The TV screen’s jazz of drags, snaps, pops, and stops during the Milano Cortina Games have shown sport at its most powder-light and loveable
The mountains always promise escape from the squalor of existence at sea level, if not a kind of purification. The fortifying ruggedness of the terrain, the apple-crisp air, the high-albedo dazzle of sunlit snow: at altitude, it seems, everything is thinned to its essence. The Winter Olympics frequently play on this mythology of purity, but rarely has culture’s quadrennial ascent up the switchbacks felt as clarifying as it does this year. Propelling us into heights untroubled by the compromises and tradeoffs that blight sport’s lower zones, Milano Cortina has delivered images so brilliant and sharp they’ve also served to expose how ugly – and morally murky – most non-Olympic team sports have become over the past four years.

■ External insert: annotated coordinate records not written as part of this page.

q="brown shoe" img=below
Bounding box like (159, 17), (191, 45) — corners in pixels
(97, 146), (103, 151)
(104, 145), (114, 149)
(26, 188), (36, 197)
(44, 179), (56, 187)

As a TV spectacle, the excellence of this Olympiad has been defined as much by absence as presence. No gambling ads, no live betting odds gunking up the screen, no win percentage trackers, no janky little segments in which the hosts joke about what the prediction markets are doing: these Games have brought delight and relief to a tired public’s eyes in equal measure. Cleaned of clutter and slop, sport, it turns out, can still be a thing of wonder and mystery, agony and beauty. Who would have thought?